30-11

 

Queda do avião que levava time catarinense à Colômbia somou-se às perturbações políticas e o país sofreu.

Luce Pereira (texto)
Silvino (arte)

Planejamento é necessário, facilita a vida, orienta, permite agir com uma margem maior de segurança. Mas, ao fazê-lo, as pessoas pouco levam em conta que nem sempre a vida acontece em linha reta, porque uma ordem invisível pode se impor e mudar tudo – a direção e até os destinos, de forma definitiva, impedindo que se vejam as luzes do próximo Natal e de todos os outros. Às vezes, uma montanha surge à frente, uma tempestade aparece no trajeto, mas a verdade é que, para a morte, qualquer desculpa serve. E ela não foi nada sutil com Santa Catarina e com os brasileiros, de um modo geral, ao levar embora o time da Chapecoense, uma equipe muito jovem, que iria disputar, ontem, sua primeira partida internacional e a final da Sulamericana contra o Atlético Nacional de Medelín, na cidade colombiana de mesmo nome. Não faltava muito para o pouso, mas mesmo este detalhe, numa tragédia tão grande assim, só diz o quanto a morte pode, também, brincar de ser cruel até o último minuto.
É duríssimo para o país e as famílias dos mortos (apenas seis das 77 pessoas que viajavam ainda resistiam, até a noite desta terça-feira), mesmo com o mundo – e não apenas o do futebol – dando seguidas demonstrações de solidariedade. Num dia politicamente tão conturbado para o Brasil como o de ontem, a dor dos mais próximos aos mortos se misturou à dor cotidiana do povo brasileiro diante das incertezas sobre o futuro – e todos nós choramos. Quando acontece de ser um choro assim, coletivo, significa que a desesperança atingiu o ponto mais alto da curva e é necessária uma reação que extrapole o sofrer puro e simples.
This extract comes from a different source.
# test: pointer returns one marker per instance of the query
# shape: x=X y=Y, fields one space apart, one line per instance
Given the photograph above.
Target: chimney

É preciso atitude.
Por enquanto – e lamentavelmente – imagina-se apenas o que poderia tornar menos catastrófica a perda sofrida pelo clube catarinense. Ontem, por causa da enorme comoção, o assunto dominou as redes sociais e delas brotou uma série de propostas para ajudar a Chapecoense a renascer. Apenas um exemplo: as instâncias máximas do futebol no país e os grandes clubes poderiam adicionar aos previsíveis minutos de silêncio, antes de partidas ou eventos, contribuições financeiras à altura do seu patrimônio. E mesmo os jogos finais do Brasileirão poderiam ter renda revertida para a “Chape”, com os times jogando de uniformes nas cores do clube enlutado – uma equipe de verde, a outra de branco. O que não faltam, no fim das contas, são maneiras de estender, de fato, a mão.
O Atlético Nacional de Medellín, que disputaria o título, já encontrou o seu jeito de ser solidário diante da tragédia: através da conta que mantém no Twitter, disse ter enviado um pedido à Conmebol para declarar a “Chape” campeã do torneio. Mostrou-se, além disso, elegante ao afirmar: “De nossa parte, e para sempre, Chapecoense campeã da Copa Sul-Americana 2016”. Se assim for, quando este título chegar ao clube catarinense terá o mesmo efeito daquela cena que costumeiramente traduz a bravura nos filmes de guerra: os pertences do soldado morto sendo devolvidos à família. Não muda nada, mas que é bonito, é.
Sobre a tragédia que acaba de deixar impactado o mundo do futebol, sobretudo, os próximos lances são previsíveis – resgate dos corpos, anúncio de quantas e quais vítimas, traslado dos restos mortais e últimas homenagens, no Brasil. Mas, para um país que vive em luta para recobrar as próprias pernas, assistir a desfecho tão trágico de uma história que poderia realçar ainda mais as cores e a força do seu futebol significa baixar duas vezes a cabeça, admitir que não sabe exatamente para onde está indo. E quantos de nós aguentam mais ver a nação tão cabisbaixa, somando lutos e vergonhas? Achamos que aquele 7×1 para a Alemanha, na última Copa do Mundo, aqui, tinha sido o máximo de desconforto que poderíamos suportar, mas a realidade, como a morte, é expert em fazer gols muito mais dolorosos. Infelizmente, as duas têm entrado em campo juntas, para jogar contra mais de 206 milhões – e seguimos perdendo de goleada.